La ley de incentivos migratorios que aprobaron los diputados nicaragüenses la semana pasada es un reflejo del único interés que han tenido los partidos políticos del país, con relación a los ciudadanos que viven en el exterior: Que traigan su dinero a Nicaragua para que alivien más la economía.

Por lo visto sólo eso quieren de los migrantes, ya que el Frente Sandinista (FSLN) y el Partido Liberal Constitucionalista (PLC), las dos organizaciones políticas que dominan los poderes Legislativo, Electoral y Judicial, se han negado a concederles la cédula nicaragüense y el derecho al voto.

O sea que los nicaragüenses en el exterior son bienvenidos mientras manden dinero o inviertan en el país, pero rechazados cuando reclaman su derecho constitucional a portar una cédula nicaragüense y a votar donde se encuentren cada vez que haya elecciones en Nicaragua.

La Ley Especial de Incentivos Migratorios, recién aprobada por la Asamblea Nacional, pretende atraer las inversiones de los nicas en el exterior y que retornen a su tierra, jubilados o no, para que sus ahorros oxigenen la economía nicaragüense.

Para el diputado liberal Wilfredo Navarro es una forma de “premiar a los nicaragüenses que han estado viviendo en el exterior por más de cinco años, para que cuando regresen a residir a Nicaragua tengan exoneración”.

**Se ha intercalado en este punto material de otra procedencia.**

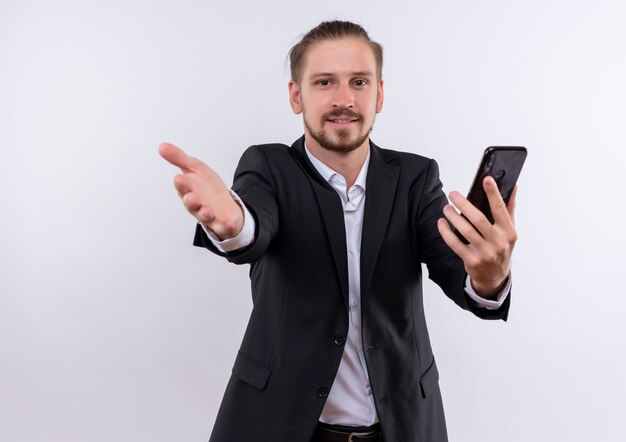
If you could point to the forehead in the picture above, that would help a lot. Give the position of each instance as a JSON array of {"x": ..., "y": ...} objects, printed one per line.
[{"x": 339, "y": 56}]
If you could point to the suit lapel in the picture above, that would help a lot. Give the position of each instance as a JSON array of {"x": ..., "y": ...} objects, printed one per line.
[
  {"x": 332, "y": 213},
  {"x": 381, "y": 184}
]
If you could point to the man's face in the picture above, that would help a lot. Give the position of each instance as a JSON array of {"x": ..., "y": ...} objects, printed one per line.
[{"x": 339, "y": 94}]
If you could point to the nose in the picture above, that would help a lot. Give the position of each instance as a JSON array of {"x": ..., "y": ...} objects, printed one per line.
[{"x": 344, "y": 96}]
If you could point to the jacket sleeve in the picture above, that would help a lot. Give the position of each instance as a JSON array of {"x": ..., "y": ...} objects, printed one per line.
[
  {"x": 445, "y": 268},
  {"x": 254, "y": 184}
]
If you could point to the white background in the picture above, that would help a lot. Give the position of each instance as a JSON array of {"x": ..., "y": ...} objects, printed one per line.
[{"x": 114, "y": 328}]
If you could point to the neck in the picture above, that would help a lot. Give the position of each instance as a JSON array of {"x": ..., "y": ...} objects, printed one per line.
[{"x": 347, "y": 164}]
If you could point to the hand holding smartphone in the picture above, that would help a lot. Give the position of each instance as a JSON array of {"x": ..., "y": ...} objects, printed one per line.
[{"x": 504, "y": 164}]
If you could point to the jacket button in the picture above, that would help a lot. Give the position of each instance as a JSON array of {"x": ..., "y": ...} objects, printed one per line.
[
  {"x": 322, "y": 391},
  {"x": 339, "y": 339}
]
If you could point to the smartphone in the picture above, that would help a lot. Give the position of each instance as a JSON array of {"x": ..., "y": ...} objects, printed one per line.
[{"x": 504, "y": 164}]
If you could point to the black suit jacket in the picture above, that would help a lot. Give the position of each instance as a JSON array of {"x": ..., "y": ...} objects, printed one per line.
[{"x": 294, "y": 340}]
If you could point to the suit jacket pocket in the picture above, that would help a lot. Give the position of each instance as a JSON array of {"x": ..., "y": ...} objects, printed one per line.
[
  {"x": 251, "y": 372},
  {"x": 429, "y": 380}
]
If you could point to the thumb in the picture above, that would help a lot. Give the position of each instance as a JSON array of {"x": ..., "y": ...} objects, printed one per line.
[{"x": 175, "y": 156}]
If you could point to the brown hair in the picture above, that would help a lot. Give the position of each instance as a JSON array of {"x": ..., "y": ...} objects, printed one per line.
[{"x": 331, "y": 30}]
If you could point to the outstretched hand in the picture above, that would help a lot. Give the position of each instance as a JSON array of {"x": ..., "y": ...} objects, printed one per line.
[
  {"x": 204, "y": 193},
  {"x": 487, "y": 257}
]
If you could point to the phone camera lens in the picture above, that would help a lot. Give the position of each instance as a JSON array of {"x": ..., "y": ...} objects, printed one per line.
[{"x": 490, "y": 163}]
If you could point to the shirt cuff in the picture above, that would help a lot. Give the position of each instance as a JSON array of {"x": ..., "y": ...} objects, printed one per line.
[
  {"x": 242, "y": 239},
  {"x": 488, "y": 304}
]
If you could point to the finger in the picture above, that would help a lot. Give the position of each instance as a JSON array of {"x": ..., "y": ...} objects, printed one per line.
[
  {"x": 175, "y": 156},
  {"x": 192, "y": 202},
  {"x": 478, "y": 219},
  {"x": 451, "y": 239},
  {"x": 205, "y": 216},
  {"x": 512, "y": 202},
  {"x": 463, "y": 226},
  {"x": 182, "y": 185},
  {"x": 496, "y": 203}
]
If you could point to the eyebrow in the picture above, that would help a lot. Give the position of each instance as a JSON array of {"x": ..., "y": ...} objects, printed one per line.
[{"x": 353, "y": 74}]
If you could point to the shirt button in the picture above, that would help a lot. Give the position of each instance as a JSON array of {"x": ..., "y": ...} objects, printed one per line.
[
  {"x": 322, "y": 391},
  {"x": 339, "y": 339}
]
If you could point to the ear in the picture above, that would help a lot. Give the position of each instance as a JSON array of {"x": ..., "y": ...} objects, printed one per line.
[
  {"x": 380, "y": 95},
  {"x": 295, "y": 98}
]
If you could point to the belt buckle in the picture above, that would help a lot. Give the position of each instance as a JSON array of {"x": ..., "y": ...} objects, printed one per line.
[{"x": 355, "y": 434}]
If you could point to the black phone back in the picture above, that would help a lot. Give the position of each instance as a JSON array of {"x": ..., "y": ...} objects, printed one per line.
[{"x": 504, "y": 164}]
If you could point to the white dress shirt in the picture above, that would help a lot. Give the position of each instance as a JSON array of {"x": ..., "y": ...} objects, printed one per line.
[{"x": 350, "y": 401}]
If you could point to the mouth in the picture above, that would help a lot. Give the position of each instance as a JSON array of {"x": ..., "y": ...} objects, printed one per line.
[{"x": 342, "y": 121}]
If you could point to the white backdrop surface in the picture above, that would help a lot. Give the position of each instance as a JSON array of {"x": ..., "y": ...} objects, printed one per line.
[{"x": 114, "y": 328}]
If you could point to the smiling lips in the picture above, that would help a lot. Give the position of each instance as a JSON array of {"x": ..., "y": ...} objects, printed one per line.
[{"x": 342, "y": 120}]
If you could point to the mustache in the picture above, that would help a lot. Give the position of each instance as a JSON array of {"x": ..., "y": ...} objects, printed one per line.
[{"x": 342, "y": 112}]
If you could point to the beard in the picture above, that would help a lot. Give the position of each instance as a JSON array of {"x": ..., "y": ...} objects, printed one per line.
[{"x": 344, "y": 144}]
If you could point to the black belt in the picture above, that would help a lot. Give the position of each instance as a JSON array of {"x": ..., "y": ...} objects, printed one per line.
[{"x": 337, "y": 433}]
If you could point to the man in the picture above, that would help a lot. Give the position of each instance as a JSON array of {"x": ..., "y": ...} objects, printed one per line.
[{"x": 335, "y": 228}]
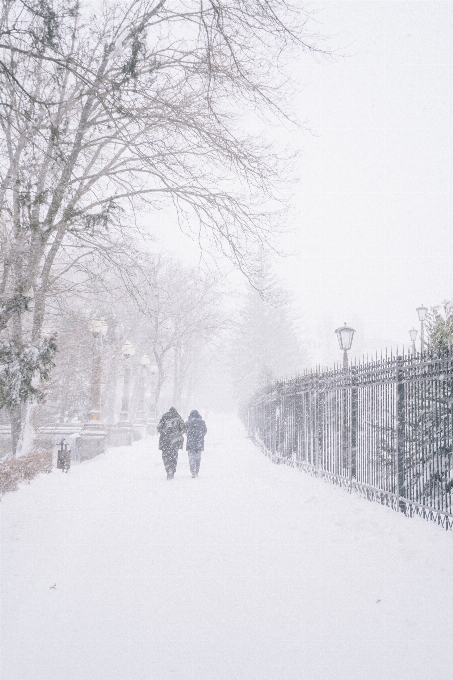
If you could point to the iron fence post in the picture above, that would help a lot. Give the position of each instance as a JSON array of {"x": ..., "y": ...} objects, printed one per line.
[
  {"x": 353, "y": 431},
  {"x": 400, "y": 434}
]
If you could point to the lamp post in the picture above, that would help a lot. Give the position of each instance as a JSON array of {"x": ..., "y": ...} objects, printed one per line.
[
  {"x": 345, "y": 335},
  {"x": 422, "y": 312},
  {"x": 128, "y": 351},
  {"x": 153, "y": 407},
  {"x": 139, "y": 423},
  {"x": 93, "y": 433},
  {"x": 413, "y": 336}
]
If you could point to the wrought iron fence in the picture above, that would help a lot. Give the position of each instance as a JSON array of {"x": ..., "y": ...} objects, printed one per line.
[{"x": 383, "y": 428}]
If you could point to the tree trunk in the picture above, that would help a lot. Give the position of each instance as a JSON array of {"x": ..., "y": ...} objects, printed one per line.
[{"x": 16, "y": 425}]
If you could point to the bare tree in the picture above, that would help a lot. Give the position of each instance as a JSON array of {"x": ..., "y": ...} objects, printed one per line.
[{"x": 131, "y": 106}]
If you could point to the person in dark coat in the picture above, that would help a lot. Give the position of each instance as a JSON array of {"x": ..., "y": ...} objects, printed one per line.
[
  {"x": 196, "y": 430},
  {"x": 171, "y": 428}
]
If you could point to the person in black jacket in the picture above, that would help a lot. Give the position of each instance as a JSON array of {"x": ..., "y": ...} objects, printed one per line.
[
  {"x": 196, "y": 430},
  {"x": 171, "y": 429}
]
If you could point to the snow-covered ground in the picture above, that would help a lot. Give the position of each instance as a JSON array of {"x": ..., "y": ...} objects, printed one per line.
[{"x": 250, "y": 572}]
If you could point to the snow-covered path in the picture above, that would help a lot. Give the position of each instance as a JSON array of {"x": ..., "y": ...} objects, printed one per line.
[{"x": 252, "y": 571}]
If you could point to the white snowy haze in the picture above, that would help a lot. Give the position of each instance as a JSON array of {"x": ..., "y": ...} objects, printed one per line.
[
  {"x": 371, "y": 221},
  {"x": 374, "y": 225}
]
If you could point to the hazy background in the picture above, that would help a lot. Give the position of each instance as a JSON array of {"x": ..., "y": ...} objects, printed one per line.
[{"x": 373, "y": 227}]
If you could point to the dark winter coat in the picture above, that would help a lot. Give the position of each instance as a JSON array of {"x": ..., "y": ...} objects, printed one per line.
[
  {"x": 171, "y": 428},
  {"x": 196, "y": 430}
]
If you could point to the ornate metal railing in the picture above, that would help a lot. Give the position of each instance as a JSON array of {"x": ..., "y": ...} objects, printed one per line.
[{"x": 383, "y": 428}]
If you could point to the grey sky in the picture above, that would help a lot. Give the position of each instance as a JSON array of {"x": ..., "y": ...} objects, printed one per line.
[{"x": 375, "y": 238}]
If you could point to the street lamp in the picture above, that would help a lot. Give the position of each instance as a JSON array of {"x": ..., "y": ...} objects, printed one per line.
[
  {"x": 98, "y": 328},
  {"x": 139, "y": 423},
  {"x": 413, "y": 335},
  {"x": 422, "y": 312},
  {"x": 345, "y": 335},
  {"x": 93, "y": 435},
  {"x": 153, "y": 407},
  {"x": 128, "y": 351}
]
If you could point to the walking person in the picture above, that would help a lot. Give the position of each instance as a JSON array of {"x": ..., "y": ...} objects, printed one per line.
[
  {"x": 171, "y": 428},
  {"x": 196, "y": 430}
]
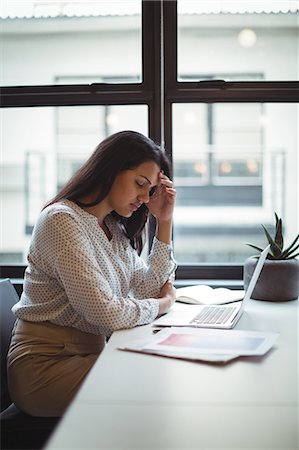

Está bien pero, así como les piden aporte económico, que les reconozcan ya sus derechos, como a cualquier ciudadano nicaragüense, de portar la cédula de su país natal y elegir a las autoridades que ellos deseen con sus votos, aún en la distancia.

Algunos líderes políticos piensan que el voto en el exterior es peligroso, porque suponen que los migrantes conocen poco la situación interna de Nicaragua, lo que considero un gran desatino, primero porque estamos en una época en que la información circula sin barreras y de inmediato entre los países por Internet; y segundo, porque los nicas en el exterior mandan dinero cada mes a sus familiares y por ellos se enteran de todo lo que ocurre aquí, empezando por las crisis.

Las leyes de Nicaragua ordenan la entrega de cédulas a los nicaragüenses en el exterior, pero el Consejo Supremo Electoral (CSE) le ha puesto trabas al asunto, con pretextos burocráticos como la entrega de un formulario en que cada migrante escribirá sus datos en las oficinas consulares.

Según los registros del Ministerio de Relaciones Exteriores hay más de un millón y medio de nicaragüenses en diferentes países y buena parte de ellos, sobre todo en Estados Unidos y Costa Rica, están doblemente indocumentados porque carecen de la residencia del país al que emigraron y también de la cédula que los identificaría como ciudadanos de Nicaragua.

¿Por qué los políticos sandinistas y liberales temen que voten los nicas en el exterior? Quizás porque podrían voltear los resultados de las elecciones, en contra de los caudillos de esos partidos. Les temen, les discriminan negándoles derechos, pero quieren aprovecharse de su dinero.